Tagore started to paint as painting is a universal language and can reach everyone without the need to be translated.

Update: 2018-05-06 11:16 GMT
Rabindranath Tagore may have been surprised that the curse of febrile nationalism he so eloquently decried would still be a factor in international relations more than a century hence, not least in post-colonial Europe.

Paintings of Rabindranath Tagore were displayed in an exhibition here to commemorate the 157th birth anniversary of the Nobel laureate.

The exhibition titled 'Rabindranath Tagore: Rhythm in Colours' was inaugurated by India's Ambassador to Egypt Sanjay Bhattacharyya yesterday at Ahmed Shawki museum in Giza - originally the house of famous poet Ahmed Shawki.

Inaugurating the festival, Bhattacharyya spoke about the friendship between Tagore and Egyptian poet Shawki.

"Tagore's best friend was the Prince of Arab Poets Ahmed Shawki. Today, Tagore is coming back to his friend's house once again. Thanks for the ministry of culture for making this visit happen, the ambassador said.

The painting exhibition is part of the Tagore Festival which runs from May 3 to 7 to commemorate the birth anniversary of Tagore, who penned India's national anthem.

Amrit Sen, professor and head of the department of English at Visva-Bharati University in Santiniketan, West Bengal, held a presentation about Tagore's "rhythm of colours".

Tagore, who began painting much later in his life when he was into his 60s, had made more than 3,000 paintings and drawings in the last 17 years of his life.

He did not have a formal training in art but created a variety of images.

Sen said that initially, Tagore started to paint as painting is a universal language and can reach everyone without the need to be translated.

After he developed his love for painting, Tagore described the visible world around him as a vast procession of forms.

Most of the landscapes he painted showed nature bathed in the evening light, skies and forms coagulating into ominous silhouettes.

His landscapes invoke mystery and a sense of disquiet and silence.

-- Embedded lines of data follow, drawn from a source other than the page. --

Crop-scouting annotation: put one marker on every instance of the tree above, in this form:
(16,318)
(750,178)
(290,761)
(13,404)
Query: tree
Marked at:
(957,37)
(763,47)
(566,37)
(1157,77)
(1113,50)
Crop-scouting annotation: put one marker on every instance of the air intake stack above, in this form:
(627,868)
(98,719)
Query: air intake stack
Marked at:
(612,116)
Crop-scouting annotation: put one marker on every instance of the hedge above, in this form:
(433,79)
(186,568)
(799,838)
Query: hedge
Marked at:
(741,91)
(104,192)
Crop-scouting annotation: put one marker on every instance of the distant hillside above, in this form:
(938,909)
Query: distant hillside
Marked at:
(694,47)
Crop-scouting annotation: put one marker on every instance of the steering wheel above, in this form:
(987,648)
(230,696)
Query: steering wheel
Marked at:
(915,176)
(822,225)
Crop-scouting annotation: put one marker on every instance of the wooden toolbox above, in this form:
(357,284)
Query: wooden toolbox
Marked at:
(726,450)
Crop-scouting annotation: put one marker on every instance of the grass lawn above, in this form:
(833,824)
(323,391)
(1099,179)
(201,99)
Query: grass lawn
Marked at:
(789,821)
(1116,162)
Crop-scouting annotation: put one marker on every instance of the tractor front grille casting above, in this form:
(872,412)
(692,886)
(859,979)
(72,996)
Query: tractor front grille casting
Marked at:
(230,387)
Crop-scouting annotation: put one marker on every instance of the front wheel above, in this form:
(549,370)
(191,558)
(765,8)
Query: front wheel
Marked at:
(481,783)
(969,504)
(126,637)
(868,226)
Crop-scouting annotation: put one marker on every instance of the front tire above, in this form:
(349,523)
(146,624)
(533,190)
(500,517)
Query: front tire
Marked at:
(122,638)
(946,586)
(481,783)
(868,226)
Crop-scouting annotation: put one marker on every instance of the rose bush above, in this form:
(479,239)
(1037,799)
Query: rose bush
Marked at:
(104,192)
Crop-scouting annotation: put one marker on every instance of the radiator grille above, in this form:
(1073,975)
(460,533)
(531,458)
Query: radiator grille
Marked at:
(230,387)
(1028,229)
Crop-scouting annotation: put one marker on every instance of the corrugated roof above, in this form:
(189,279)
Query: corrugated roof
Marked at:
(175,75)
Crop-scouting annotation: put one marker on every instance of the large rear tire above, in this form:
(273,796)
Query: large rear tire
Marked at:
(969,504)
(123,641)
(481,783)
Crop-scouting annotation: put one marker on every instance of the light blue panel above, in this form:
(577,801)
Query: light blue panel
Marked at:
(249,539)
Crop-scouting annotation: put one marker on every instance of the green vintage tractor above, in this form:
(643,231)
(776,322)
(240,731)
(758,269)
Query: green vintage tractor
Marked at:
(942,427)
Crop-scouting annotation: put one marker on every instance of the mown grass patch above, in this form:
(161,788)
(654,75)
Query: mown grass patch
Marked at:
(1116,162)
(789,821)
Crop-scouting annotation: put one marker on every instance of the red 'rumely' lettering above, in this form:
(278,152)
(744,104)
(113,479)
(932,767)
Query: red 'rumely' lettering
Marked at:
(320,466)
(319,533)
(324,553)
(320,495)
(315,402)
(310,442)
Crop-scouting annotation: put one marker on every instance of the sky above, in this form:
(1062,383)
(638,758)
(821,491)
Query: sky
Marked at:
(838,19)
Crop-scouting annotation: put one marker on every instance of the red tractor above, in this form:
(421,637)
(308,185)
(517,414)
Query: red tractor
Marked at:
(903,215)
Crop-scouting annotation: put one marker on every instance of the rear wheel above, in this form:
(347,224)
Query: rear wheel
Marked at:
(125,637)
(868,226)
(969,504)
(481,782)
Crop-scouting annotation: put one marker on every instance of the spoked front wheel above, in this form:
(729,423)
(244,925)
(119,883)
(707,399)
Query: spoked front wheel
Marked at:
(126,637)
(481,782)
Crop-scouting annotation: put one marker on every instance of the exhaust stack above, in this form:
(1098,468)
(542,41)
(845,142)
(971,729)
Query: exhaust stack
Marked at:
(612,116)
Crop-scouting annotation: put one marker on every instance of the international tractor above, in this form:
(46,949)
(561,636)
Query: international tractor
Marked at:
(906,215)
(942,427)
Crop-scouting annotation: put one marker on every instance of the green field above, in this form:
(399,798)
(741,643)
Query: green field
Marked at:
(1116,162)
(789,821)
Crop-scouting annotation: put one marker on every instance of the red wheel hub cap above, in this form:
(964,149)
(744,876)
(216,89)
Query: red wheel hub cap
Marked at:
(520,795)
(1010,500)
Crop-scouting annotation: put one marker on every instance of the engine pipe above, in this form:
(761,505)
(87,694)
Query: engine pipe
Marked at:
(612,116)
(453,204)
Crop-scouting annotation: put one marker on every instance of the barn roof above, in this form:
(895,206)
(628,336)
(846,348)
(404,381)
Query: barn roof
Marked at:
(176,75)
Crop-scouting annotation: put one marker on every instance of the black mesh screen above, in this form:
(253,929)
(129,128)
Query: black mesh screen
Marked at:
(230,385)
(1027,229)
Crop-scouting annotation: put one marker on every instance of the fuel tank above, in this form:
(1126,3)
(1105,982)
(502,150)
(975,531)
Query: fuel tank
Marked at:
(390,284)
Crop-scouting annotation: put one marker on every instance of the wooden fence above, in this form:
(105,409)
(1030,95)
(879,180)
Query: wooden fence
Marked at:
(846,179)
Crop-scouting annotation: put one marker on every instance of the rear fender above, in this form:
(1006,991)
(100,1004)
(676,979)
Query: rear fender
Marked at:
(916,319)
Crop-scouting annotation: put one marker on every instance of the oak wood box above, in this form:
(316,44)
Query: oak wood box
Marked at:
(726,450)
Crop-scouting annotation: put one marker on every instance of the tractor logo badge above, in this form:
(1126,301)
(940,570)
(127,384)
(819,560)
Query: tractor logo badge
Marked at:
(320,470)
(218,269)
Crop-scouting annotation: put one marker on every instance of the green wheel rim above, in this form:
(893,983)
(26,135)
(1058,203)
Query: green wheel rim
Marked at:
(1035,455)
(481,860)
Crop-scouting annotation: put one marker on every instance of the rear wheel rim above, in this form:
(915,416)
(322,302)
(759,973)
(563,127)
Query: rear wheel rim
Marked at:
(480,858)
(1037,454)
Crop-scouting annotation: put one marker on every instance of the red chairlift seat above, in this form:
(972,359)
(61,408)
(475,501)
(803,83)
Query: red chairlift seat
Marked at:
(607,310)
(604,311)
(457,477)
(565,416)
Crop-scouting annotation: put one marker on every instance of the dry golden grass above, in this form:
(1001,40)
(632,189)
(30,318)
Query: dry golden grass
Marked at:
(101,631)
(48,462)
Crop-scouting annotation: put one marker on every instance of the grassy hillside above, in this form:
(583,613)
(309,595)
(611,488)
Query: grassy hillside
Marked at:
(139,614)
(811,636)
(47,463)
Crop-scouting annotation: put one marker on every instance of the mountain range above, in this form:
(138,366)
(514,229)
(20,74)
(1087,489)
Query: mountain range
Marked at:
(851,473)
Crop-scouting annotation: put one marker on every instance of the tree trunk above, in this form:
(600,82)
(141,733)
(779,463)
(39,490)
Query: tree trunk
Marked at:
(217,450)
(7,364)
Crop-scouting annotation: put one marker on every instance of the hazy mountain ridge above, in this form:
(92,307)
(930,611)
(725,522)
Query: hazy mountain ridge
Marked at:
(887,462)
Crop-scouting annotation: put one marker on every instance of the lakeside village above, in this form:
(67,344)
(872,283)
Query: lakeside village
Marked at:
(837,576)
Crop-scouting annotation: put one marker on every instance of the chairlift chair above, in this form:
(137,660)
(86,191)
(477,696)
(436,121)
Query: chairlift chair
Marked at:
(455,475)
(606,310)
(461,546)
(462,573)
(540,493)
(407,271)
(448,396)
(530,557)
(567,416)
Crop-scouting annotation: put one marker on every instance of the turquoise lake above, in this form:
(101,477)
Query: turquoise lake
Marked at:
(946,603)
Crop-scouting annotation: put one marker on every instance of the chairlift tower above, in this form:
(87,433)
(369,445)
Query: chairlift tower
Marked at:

Tagore did not name his paintings, but by leaving them untitled he freed them from the limits of literary imagination, Sen said.

"He wished his viewers to read the paintings in their own light and admire them in individual ways. His painted faces speak of vast human experience and intrinsic human emotion," Sen said.

The Tagore Festival is organised by the Maulana Azad Centre for Indian Culture (MACIC), the cultural wing of the Indian Embassy in Cairo.